LONDON (Reuters) – “Society expects more of our industry.” That was the stark warning from Jean-Sebastien Jacques, head of one of the world’s largest mining companies, Rio Tinto, in a keynote speech at last week’s London Metal Exchange Week.
“There is absolutely no doubt in my mind we will face greater regulation and scrutiny,” Jacques went on to say. The scrutiny has already begun. The next day environmental protesters disrupted the International Mining and Resources Conference in Melbourne, leading to multiple arrests and a draconian threat by Australia’s prime minister to ban future anti-mining demonstrations.

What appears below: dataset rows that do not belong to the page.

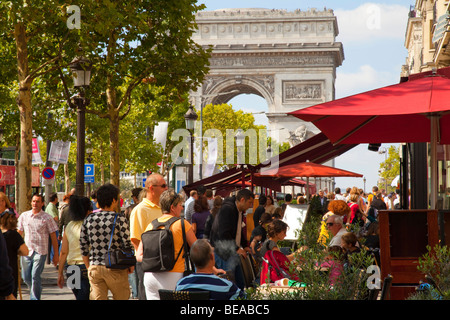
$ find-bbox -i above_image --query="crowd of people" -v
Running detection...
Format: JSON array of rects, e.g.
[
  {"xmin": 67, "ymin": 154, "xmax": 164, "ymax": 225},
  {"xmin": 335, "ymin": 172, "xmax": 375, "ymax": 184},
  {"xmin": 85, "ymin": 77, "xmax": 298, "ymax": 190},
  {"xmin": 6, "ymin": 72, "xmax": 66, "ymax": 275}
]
[{"xmin": 0, "ymin": 178, "xmax": 390, "ymax": 300}]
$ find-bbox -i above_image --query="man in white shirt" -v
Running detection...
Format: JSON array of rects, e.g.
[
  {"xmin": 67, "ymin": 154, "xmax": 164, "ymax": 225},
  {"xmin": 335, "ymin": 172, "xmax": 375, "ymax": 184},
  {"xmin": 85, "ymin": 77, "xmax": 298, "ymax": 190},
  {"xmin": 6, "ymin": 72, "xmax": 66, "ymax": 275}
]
[
  {"xmin": 327, "ymin": 214, "xmax": 347, "ymax": 247},
  {"xmin": 334, "ymin": 188, "xmax": 346, "ymax": 201},
  {"xmin": 184, "ymin": 190, "xmax": 198, "ymax": 221}
]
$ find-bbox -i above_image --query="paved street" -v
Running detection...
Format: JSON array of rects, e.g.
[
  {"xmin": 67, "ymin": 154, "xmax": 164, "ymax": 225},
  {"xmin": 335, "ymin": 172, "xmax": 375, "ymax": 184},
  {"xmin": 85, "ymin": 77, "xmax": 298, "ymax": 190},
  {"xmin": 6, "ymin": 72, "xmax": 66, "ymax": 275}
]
[
  {"xmin": 17, "ymin": 264, "xmax": 75, "ymax": 300},
  {"xmin": 17, "ymin": 264, "xmax": 137, "ymax": 300}
]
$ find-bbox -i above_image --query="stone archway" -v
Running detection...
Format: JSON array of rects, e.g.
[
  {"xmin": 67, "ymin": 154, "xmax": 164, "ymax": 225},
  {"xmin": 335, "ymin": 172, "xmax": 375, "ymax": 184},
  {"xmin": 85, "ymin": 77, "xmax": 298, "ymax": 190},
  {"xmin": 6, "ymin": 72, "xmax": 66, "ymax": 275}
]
[{"xmin": 191, "ymin": 9, "xmax": 344, "ymax": 142}]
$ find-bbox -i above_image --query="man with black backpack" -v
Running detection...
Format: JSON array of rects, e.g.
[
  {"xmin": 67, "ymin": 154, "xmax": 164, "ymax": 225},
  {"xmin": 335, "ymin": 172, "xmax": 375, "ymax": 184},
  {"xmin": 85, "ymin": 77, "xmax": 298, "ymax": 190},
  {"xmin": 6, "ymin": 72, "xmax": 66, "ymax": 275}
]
[
  {"xmin": 130, "ymin": 173, "xmax": 167, "ymax": 300},
  {"xmin": 211, "ymin": 189, "xmax": 255, "ymax": 289}
]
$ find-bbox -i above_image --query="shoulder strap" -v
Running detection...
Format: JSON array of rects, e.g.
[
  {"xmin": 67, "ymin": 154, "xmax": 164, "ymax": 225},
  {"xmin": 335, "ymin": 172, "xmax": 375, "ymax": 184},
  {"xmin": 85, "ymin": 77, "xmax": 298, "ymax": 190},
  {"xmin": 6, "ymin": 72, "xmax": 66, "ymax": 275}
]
[
  {"xmin": 152, "ymin": 217, "xmax": 180, "ymax": 230},
  {"xmin": 180, "ymin": 218, "xmax": 191, "ymax": 271},
  {"xmin": 108, "ymin": 213, "xmax": 119, "ymax": 250}
]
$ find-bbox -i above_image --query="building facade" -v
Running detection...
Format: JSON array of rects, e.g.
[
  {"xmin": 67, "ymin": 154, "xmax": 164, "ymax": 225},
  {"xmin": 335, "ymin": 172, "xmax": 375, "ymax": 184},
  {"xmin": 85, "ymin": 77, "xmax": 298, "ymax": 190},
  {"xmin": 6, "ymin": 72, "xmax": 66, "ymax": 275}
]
[{"xmin": 401, "ymin": 0, "xmax": 450, "ymax": 209}]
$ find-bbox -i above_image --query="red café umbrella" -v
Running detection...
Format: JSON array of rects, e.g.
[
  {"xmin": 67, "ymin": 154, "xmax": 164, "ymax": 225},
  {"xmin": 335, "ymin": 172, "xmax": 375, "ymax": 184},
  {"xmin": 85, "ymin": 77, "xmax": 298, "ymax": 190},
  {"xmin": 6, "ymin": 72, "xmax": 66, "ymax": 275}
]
[
  {"xmin": 255, "ymin": 162, "xmax": 363, "ymax": 178},
  {"xmin": 254, "ymin": 162, "xmax": 363, "ymax": 198},
  {"xmin": 289, "ymin": 70, "xmax": 450, "ymax": 208}
]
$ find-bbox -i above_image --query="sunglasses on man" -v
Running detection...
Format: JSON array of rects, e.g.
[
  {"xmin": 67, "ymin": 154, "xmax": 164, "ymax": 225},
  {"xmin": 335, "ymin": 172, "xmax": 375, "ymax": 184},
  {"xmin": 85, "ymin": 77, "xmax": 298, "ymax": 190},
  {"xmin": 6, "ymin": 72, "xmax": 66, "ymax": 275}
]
[{"xmin": 152, "ymin": 183, "xmax": 167, "ymax": 188}]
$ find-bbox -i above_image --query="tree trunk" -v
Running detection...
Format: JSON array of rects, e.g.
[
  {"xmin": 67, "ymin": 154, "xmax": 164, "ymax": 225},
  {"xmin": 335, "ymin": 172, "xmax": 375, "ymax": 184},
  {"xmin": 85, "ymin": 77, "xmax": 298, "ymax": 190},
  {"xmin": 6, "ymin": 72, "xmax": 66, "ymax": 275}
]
[
  {"xmin": 14, "ymin": 23, "xmax": 33, "ymax": 213},
  {"xmin": 109, "ymin": 113, "xmax": 120, "ymax": 187},
  {"xmin": 64, "ymin": 163, "xmax": 70, "ymax": 194}
]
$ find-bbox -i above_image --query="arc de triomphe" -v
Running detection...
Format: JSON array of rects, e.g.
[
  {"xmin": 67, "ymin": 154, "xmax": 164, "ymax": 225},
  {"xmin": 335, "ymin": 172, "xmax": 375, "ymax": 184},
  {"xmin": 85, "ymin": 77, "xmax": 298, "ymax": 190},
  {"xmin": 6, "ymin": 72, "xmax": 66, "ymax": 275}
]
[{"xmin": 191, "ymin": 9, "xmax": 344, "ymax": 142}]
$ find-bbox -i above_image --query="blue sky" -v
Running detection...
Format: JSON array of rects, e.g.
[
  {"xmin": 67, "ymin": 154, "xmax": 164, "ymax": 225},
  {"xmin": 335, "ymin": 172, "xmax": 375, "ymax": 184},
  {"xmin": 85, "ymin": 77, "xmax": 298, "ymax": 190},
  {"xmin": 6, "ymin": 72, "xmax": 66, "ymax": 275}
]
[{"xmin": 199, "ymin": 0, "xmax": 415, "ymax": 191}]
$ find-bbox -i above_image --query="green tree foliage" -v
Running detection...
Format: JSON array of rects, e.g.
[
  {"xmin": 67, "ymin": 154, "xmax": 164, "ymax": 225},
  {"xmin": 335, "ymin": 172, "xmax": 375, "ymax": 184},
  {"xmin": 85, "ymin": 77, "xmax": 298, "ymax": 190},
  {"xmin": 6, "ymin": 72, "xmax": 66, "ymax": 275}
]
[
  {"xmin": 380, "ymin": 145, "xmax": 400, "ymax": 191},
  {"xmin": 203, "ymin": 104, "xmax": 267, "ymax": 165}
]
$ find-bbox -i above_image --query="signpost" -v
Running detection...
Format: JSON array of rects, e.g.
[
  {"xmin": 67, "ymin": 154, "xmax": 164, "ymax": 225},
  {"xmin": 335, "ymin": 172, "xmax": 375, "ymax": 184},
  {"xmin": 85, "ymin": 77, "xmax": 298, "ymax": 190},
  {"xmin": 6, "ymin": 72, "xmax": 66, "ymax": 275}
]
[
  {"xmin": 42, "ymin": 167, "xmax": 55, "ymax": 180},
  {"xmin": 84, "ymin": 163, "xmax": 95, "ymax": 197}
]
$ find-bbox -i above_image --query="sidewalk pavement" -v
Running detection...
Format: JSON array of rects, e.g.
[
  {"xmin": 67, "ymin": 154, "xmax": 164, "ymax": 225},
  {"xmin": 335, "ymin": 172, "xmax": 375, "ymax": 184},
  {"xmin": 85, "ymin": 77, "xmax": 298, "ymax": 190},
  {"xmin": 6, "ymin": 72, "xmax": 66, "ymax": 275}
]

Half way around the world, protesters were blocking access roads to SQM’s lithium operations high in Chile’s Atacama Desert in a rumbling dispute over water rights. Here writ small is the industrial metals industry’s big problem.
The green technology revolution, at the heart of which sits lithium, holds massive promise for the world’s miners, but to reap the rewards the entire metals supply chain will have to “green” itself.
An unwelcome reminder of just how massive a challenge that’s going to be came in the form of yet another fatal tailings dam collapse, this time at a Russian gold mine.
The death of at least 15 artisanal miners ticked all the wrong boxes on the industry’s new target list of environmental responsibility, sustainability and good governance (ESG).